XANXUSハピバ2014

「さて、そろそろ『あの日』が近付いてきたぁ……。
テメーら、わかってんな?」
「勿論よスクちゃん。
私達が忘れるわけないでしょ?」
「当たり前だ!
こんな大切な日を、このオレが忘れると思ったのか!?」
「……しし、何の日だっけ?」
「ム……、何の日だったかな……。」
「ちょっと二人とも、忘れちゃったの!?
10月と言えば!ボスの誕生日じゃないのぉ!」
「……あぁ、そっか。
そうだったね。」

通りで、この3人に気合いが入っているわけだ。
XANXUSが封印されている間は、彼らも取り立てて騒ぐことは無かったが、その分、今年こそはと意気込んでいるらしい。

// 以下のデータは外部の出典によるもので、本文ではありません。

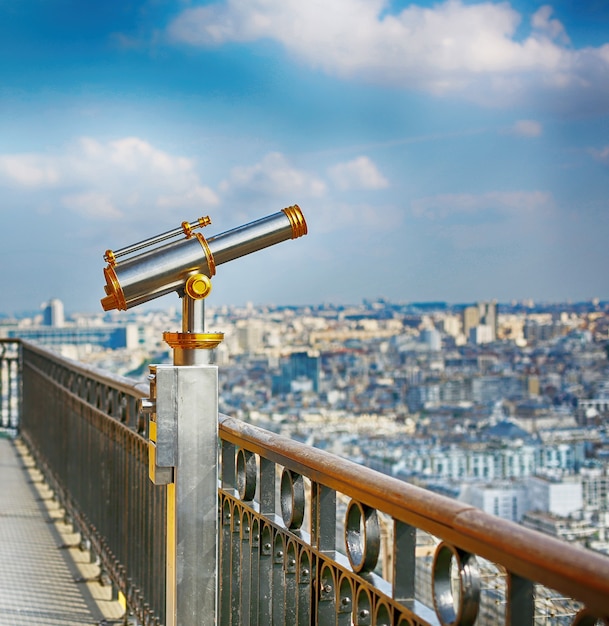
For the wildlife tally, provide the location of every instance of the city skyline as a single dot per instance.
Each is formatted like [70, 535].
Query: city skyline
[451, 151]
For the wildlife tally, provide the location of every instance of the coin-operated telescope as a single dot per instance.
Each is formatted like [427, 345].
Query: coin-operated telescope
[183, 404]
[184, 261]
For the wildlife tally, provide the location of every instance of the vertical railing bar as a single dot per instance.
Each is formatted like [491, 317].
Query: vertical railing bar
[404, 561]
[520, 600]
[323, 517]
[267, 486]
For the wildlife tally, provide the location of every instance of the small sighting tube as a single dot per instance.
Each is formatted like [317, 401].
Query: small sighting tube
[159, 271]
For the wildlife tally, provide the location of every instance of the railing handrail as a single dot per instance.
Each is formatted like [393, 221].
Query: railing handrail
[120, 383]
[524, 553]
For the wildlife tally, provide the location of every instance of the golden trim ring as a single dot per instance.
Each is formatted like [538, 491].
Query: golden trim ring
[210, 257]
[109, 257]
[115, 298]
[297, 221]
[193, 341]
[198, 286]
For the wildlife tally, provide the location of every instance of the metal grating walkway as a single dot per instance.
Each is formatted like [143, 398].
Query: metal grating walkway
[39, 555]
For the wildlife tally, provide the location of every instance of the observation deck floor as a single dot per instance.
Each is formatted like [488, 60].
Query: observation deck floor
[40, 558]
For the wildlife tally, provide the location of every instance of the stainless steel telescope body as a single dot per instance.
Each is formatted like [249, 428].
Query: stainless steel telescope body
[166, 268]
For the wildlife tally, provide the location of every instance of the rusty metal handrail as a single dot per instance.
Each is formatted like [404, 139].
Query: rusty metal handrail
[576, 572]
[273, 556]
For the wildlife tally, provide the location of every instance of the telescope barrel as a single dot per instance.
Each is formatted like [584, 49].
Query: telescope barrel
[164, 269]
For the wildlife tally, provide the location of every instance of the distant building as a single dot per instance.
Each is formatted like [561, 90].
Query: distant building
[296, 369]
[109, 337]
[506, 500]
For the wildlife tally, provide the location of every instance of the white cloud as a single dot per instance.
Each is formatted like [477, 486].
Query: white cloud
[601, 155]
[110, 180]
[272, 177]
[27, 170]
[543, 22]
[444, 206]
[472, 49]
[360, 173]
[527, 128]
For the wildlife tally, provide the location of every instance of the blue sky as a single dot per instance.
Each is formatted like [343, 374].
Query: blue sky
[452, 151]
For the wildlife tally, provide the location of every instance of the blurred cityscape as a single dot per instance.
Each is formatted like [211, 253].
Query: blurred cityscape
[503, 406]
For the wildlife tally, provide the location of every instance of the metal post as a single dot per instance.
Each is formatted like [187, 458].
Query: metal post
[183, 456]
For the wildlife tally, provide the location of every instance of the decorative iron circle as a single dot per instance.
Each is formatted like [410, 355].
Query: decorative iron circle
[382, 615]
[292, 499]
[345, 595]
[304, 568]
[586, 618]
[453, 567]
[247, 471]
[362, 536]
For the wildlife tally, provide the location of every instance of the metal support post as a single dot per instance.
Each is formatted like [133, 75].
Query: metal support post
[183, 408]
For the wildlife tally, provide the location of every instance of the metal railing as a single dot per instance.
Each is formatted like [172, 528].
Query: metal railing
[304, 537]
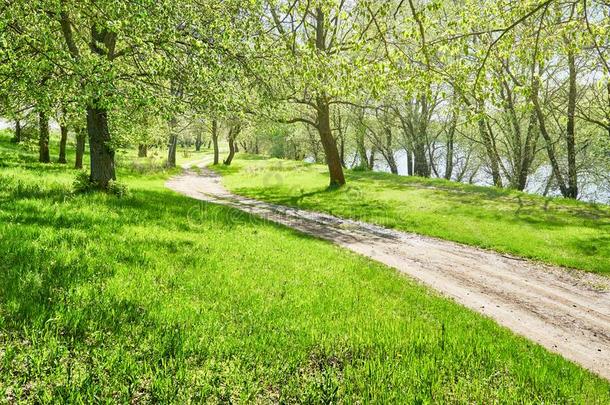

「まあ、この8年間一度もお祝いできてないんだし、僕もちょっとくらいなら手伝ってあげても良いよ。」
「……ん?いや、これまでも個人的には色々してたぜ?」
「え?」

マーモンはまあ無料で手伝うつもりなんて微塵もなかったのだが、彼の言葉よりもまず、幹部達はスクアーロの言葉に食い付いた。

「何してたの?」
「ああ?……毎年花束添えたりとか。」
「それって命日にすることじゃないかしら……。」
「アイツが好きだった酒を置いたりとか。」
「スクアーロ貴様……一人でそんなことをしていたのか!?」
「そうだよ。それ誕生日にすることと違う……」
「何故オレを誘わなかった!!」
「しし、怒るとこ違くね?」

コイツらの行動はおかしい。
そう考えたマーモンだが、彼らは異常が正常である。
気にするだけ無駄なのだ。

「まあ、今までの話は置いといて、ザンザスの誕生日、どうやって祝う?」
「そうねぇ~、普通なら、美味しいものを食べるとか、特別な場所に出掛けるとか、パーティを開くとか……。」
「因みにザンザスは毎日高級な食材を食べ、美味い酒を飲み、誕生日当日はボンゴレがパーティを開くらしいなぁ。」
「出掛けるのもお好きではないからな……。」
「しし、思ってたより難易度たっけーな。」
「た、確かに……。」

考えてみれば、XANXUSという男は食や酒、そしてボンゴレボスの座以外には、驚くほどに興味がない。
普段やることと言えば、仕事か、飲みか、食事か、然もなくばトレーニングである。
プレゼントをしようにも、並み大抵のものでは彼のお眼鏡には叶わないし、下手をすればその場でプレゼントを贈った本人ごとカッ消されるだけである。
「と言うわけで、それぞれ何が良いか意見を聞きてぇと思う。
テメーら、それぞれプレゼントの案を出していけぇ。」
「しし、酒?」
「女だ!」
「金だね。」
「それぞれの個性がとてもよく出ている答えだと思うがまるまる全てことごとく端から端まで却下だぁ!!」
「みんな甘いわね。
ボスへのプレゼントは勿論『愛』よぉ!!
私の愛を捧げ……」
「よぉし、カッ消されてこぉい!」

スクアーロは直感する。
コイツらじゃマトモな意見が出ない。

「ム、そういうスクアーロは何か案ないのかい?」
「はっ、ザンザスが欲しているモノなんざ1つしかねぇだろぉ。
ボンゴレボスの座だぁ!!」
「誕生日プレゼントにしては重すぎるよ!!」
「そうなんだよな……。
だからここで他の案が出なかったら取りに行こうかと……」
「そんなちょっと予約してたDVD取りに行くみたいなノリで!?」

訂正である。
スクアーロが居たってマトモな意見は出そうにない。
マトモな意見は出そうにないが、彼らは彼らなりにXANXUSに喜んでもらうために額を突き合わせて必死に考える。
それから数時間、色んな意見が出た。
元気を出してもらうために薬膳料理のプレゼント(食べないだろう)、下の意味で元気を出してもらうためにスッポン料理のプレゼント(尚更食べないだろう、というか必要がない)、普段はなかなか行けないような……そう、例えば北極なんてどうかしら♪という意見は、北極がカッ消されるとして即刻却下されたし、ならば日々の勤めで疲れた体を温泉で癒してもらおうという案はその案を出した時点で殺されると言うことで却下された。
そして様々な提案がなされ、その後の誕生日当日、10月10日、彼らを代表して、スクアーロがXANXUSの前に立ってこう言った。

「誕生日プレゼントの代わりに今日は何しても良いぜ!
オレ殴られても文句言わないからなぁ!」
「は?死ね。」
「ごふっ!よ、避けたりもしねぇぜ!」
「っ!?気持ちわりぃ。」
「がはっ!!やっぱりお前のストレートはレベルがちげぇな!」
「っ!!?」

その年の誕生日は決して忘れることはないだろう。
後にXANXUSはそう語ったという。